Le journaliste, qui signe  L.D, après avoir commencé sa critique de façon relativement flatteuse,  « lâche soudain les chiens ». La critique est acerbe. C’est son droit !  
poesies g pimodan suisse
 
 Mais ce qui motive mon article n’est pas là. C’est plutôt le choix de l’illustrateur.
 
« Edouard-Louis Henry est né à Nancy en 1871 de Charles-Jean-Baptiste Henry et de Marie-Charlotte Baudot.

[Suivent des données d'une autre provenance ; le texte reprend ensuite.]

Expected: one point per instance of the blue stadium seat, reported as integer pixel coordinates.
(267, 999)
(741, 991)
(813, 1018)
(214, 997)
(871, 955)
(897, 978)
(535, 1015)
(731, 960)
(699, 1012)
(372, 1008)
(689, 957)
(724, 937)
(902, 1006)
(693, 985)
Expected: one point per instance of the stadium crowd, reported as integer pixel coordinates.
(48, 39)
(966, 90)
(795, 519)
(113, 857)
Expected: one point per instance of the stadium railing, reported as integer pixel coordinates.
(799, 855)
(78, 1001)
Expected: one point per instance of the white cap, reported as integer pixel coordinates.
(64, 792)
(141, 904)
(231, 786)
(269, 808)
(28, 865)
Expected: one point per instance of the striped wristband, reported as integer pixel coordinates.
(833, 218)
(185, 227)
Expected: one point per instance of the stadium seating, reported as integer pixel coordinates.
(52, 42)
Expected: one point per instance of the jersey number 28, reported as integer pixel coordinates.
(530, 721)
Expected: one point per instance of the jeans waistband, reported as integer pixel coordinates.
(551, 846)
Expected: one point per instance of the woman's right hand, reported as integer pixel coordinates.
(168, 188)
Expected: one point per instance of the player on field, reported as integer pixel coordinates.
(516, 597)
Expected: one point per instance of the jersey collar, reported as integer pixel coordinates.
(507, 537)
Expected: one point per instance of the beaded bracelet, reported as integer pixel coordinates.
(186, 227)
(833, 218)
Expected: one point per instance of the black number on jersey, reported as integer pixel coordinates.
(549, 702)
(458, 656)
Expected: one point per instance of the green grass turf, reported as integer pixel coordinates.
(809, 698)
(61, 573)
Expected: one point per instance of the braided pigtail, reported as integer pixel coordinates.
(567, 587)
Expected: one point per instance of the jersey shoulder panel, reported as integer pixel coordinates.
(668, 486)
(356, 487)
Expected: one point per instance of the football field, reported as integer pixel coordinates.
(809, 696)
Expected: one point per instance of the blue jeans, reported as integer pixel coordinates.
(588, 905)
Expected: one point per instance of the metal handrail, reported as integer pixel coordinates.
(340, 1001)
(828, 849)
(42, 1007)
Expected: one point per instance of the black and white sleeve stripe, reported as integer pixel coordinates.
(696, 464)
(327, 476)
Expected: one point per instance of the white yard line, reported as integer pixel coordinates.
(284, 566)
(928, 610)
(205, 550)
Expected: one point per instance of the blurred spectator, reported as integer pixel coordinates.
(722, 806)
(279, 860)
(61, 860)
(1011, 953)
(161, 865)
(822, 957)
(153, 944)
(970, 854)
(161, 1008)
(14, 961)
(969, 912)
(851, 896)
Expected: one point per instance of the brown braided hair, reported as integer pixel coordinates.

On voit par là que cet artiste connu ultérieurement sous les deux patronymes accolés d’Henry et de Baudot se nommait en réalité - selon les règles d’état-civil en vigueur à cette époque - du seul nom d’Henry.
  
Bien que nous n’ayons aucun renseignement précis sur les premières années du peintre, il est clair que le jeune garçon, qui ne compte aucun ascendant lié au monde de l’art, fut marqué peu ou prou par l’effervescence créatrice qui caractérisait la capitale de la Lorraine avant 1914.
  
On peut supposer que parmi ses professeurs d’art plastique au collège se trouvèrent des hommes en mesure d’éveiller chez ce fils unique et choyé le goût pour la peinture et le dessin. N’oublions pas non plus que depuis 1871, conséquence de l’annexion de la région par l’empire allemand, la ville de Stanislas Leczinsky, demeurée française, affirmait hautement son identité sous le double signe du patriotisme - voire d’un nationalisme sourcilleux - et de l’élaboration d’un art original, à la faveur d’une heureuse rencontre entre des peintres, des décorateurs, des ébénistes, des verriers, des ornemanistes et des industriels qui donneront toutes leurs lettres de noblesse à l’école de Nancy. ( )
  
Nous connaissons très mal la production artistique du peintre avant son admission à la SNBA (ndlr : Société des Beaux-Arts), mais il est loisible de penser qu’une partie de son travail d’alors est consacrée à la célébration des charmes de la campagne lorraine, ce qui conduira notre peintre à illustrer en 1898 les sonnets de Pimodan, œuvre du duc de Rarécourt, d’un patriotisme fervent, dont une partie est dévolue aux incomparables beautés des environs de Toul ! »
  
Source : Catalogue de la vente « ATELIER Edouard-Louis HENRY-BAUDOT (1871-1953) », organisé par Mr  T.de  MAIGRET, commissaire-priseur, hôtel Drouot, le 14 décembre 2012
  
Le choix de l’illustrateur par G de Pimodan n’est donc vraisemblablement pas un hasard.
Imprégné de Lorraine, il choisit un Lorrain pour son ouvrage. C’est aller au bout de ses idées.
Le critique n’a certainement pas perçu cet aspect de la personnalité de Pimodan.